I caught up recently with Kerry Keane, now an independent appraiser and consultant, to ask about the current state of the musical instrument field.
He replied gloomily: “It is a very murky one, with a flourishing trade at the high end of the market among the handful of wealthy collectors who are most active. But they are highly selective about what they wish to acquire.” And while Asian buyers have made their presence felt, he added, there are very few new buyers. Fields once popular, like medieval instruments and harpsichords, were all but dead. Hence the musical instruments market overall, Keane concluded, was not a “vibrant” one.
He went on to say that the older and more traditional collectors were most excited by learning about instruments as part of the search for the finest examples. But this seems not to be a tradition for the new buyers. “The market is now driven by money,” he said, an assessment one might cast widely across the vast landscape of the art market today, where connoisseurship seems an almost quaint virtue from the past.
Flipping recently through the pages of an old catalogue for a sale of musical instruments I came across a dreamy old publicity photograph of a young lady playing a violin, with the inscription “Souvenir of my American debut in Pittsburgh, November 15-1939 Viola Mitchell.” It made me think about all those talented Soviet musicians of years past, so brilliantly trained for victory in competitions abroad, but traveling always—unlike Miss Mitchell—with strings attached. An American debut for them was but a mirage.
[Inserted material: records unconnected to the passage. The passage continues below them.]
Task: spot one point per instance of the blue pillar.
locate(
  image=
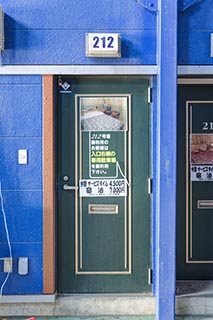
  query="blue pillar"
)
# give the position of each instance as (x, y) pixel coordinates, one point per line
(166, 160)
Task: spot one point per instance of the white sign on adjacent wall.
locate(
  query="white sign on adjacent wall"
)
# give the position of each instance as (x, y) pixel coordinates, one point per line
(103, 45)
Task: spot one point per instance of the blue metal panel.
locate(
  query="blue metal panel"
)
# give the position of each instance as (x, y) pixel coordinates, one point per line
(65, 47)
(195, 26)
(199, 17)
(76, 15)
(166, 161)
(23, 211)
(20, 79)
(194, 47)
(28, 284)
(16, 176)
(20, 110)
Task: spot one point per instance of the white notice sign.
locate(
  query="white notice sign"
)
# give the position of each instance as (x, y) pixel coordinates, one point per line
(103, 45)
(103, 188)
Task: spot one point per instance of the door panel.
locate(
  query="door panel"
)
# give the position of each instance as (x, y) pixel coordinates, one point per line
(195, 183)
(103, 167)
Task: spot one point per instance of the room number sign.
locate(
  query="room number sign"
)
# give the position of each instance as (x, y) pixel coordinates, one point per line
(103, 45)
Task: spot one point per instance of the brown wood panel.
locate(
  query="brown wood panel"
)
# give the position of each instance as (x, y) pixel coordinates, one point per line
(48, 187)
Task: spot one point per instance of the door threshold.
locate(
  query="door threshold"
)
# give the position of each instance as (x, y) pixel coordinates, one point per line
(86, 305)
(194, 288)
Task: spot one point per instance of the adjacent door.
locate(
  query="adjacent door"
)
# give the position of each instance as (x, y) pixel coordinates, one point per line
(103, 169)
(195, 183)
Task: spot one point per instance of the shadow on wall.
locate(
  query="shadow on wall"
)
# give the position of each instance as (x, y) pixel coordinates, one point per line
(18, 36)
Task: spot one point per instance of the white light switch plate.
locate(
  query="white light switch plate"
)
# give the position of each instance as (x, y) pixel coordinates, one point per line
(22, 156)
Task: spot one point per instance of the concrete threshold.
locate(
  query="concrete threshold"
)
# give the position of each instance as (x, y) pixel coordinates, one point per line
(194, 298)
(83, 305)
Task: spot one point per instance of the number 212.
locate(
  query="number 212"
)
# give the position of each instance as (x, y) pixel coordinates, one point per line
(104, 42)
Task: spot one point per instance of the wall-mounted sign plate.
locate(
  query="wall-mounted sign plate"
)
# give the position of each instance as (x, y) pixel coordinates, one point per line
(103, 45)
(211, 53)
(1, 29)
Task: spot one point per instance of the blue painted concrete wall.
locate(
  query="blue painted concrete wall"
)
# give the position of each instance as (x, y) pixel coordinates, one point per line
(53, 32)
(195, 27)
(21, 128)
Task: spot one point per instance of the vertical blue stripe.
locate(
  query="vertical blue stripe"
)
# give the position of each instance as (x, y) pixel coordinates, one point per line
(166, 160)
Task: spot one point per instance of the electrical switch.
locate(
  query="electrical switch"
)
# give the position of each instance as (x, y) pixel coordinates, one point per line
(23, 266)
(22, 156)
(8, 265)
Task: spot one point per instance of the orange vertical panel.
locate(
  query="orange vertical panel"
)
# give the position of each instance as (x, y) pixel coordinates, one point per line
(48, 187)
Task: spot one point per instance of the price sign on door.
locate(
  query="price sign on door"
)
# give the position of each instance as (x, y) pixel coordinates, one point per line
(103, 45)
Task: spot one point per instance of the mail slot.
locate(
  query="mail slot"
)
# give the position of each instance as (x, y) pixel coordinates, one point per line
(205, 204)
(103, 209)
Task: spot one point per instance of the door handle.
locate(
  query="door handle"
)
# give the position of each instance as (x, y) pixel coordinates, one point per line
(205, 204)
(66, 187)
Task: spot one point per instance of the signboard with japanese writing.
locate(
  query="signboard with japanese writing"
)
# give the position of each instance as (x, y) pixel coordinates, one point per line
(104, 138)
(103, 188)
(201, 157)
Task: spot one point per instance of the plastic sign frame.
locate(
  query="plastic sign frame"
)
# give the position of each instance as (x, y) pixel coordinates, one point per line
(103, 45)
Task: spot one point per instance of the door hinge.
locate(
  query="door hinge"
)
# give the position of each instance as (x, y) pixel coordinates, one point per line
(149, 186)
(149, 95)
(149, 276)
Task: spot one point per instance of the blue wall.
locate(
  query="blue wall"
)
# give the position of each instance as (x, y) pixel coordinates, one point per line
(53, 31)
(195, 27)
(21, 128)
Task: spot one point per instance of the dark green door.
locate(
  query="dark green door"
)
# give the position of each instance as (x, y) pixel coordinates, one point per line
(103, 170)
(195, 183)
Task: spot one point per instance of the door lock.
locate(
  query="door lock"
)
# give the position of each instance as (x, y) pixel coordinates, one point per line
(69, 188)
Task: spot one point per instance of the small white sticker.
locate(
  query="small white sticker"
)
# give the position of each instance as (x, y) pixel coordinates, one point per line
(202, 172)
(22, 156)
(103, 188)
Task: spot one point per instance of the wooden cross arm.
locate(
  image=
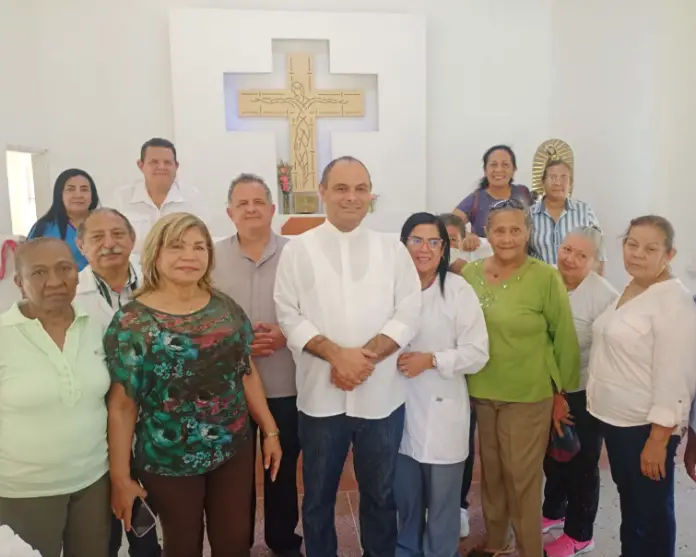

And so it was for Bella Davidovich until 1978, when she finally settled in America and became a naturalized citizen. She now had a personal manager, a recording contract with the Philips label, interviews to give, classes at Juilliard to teach, even an invitation to be a judge at the Queen Elisabeth Competition in Brussels. Above all she also had a busy schedule of lucrative bookings here and abroad, both in recital and with the most prestigious orchestras in the world. Thus, in her sixties she had truly, finally become a superstar.
One afternoon in November 1980 I visited her for lunch at the apartment of her sister and mother in Kew Gardens. Bella lived in her own apartment downstairs, where she could practice alone. Her mother prepared lunch but said little and seemed unhappy, for adjusting to life in America had not be easy for her. We all chatted and laughed, and in a while it was time for Bella to leave. A limousine was waiting downstairs to take her to the airport for a concert in Minneapolis. Before leaving, though, we all gathered in the living room and sat quietly for a moment, in the Russian tradition, before saying goodbye and seeing Bella out the door.
The next evening I heard her on the radio. She was playing the Mendelssohn Concerto No. 1 with the Minnesota Orchestra conducted by Sir Neville Marriner. How thrilling it was to visualize her there on stage, playing on a majestic Steinway grand piano before an adoring, rapturous audience.
How thrilling as well to think of how far she had traveled since her days back in the Soviet Union, during the dark 50s and 60s when she and other great artists performed on pianos of far-lesser quality for soldiers and politicians and other comrades within the vast, dreary quarantine of Eastern Europe.
In that grainy YouTube video of her from decades ago, in her enchanting ball gown and shell necklace, Bella Davidovich is playing Chopin with an almost hypnotic, thundering lyricism. She is dreamy and dazzling all at once, and—like so many of her fellow Soviet musicians in those days, even the greatest soloists—she would remain, for a while longer, all but hidden from the West.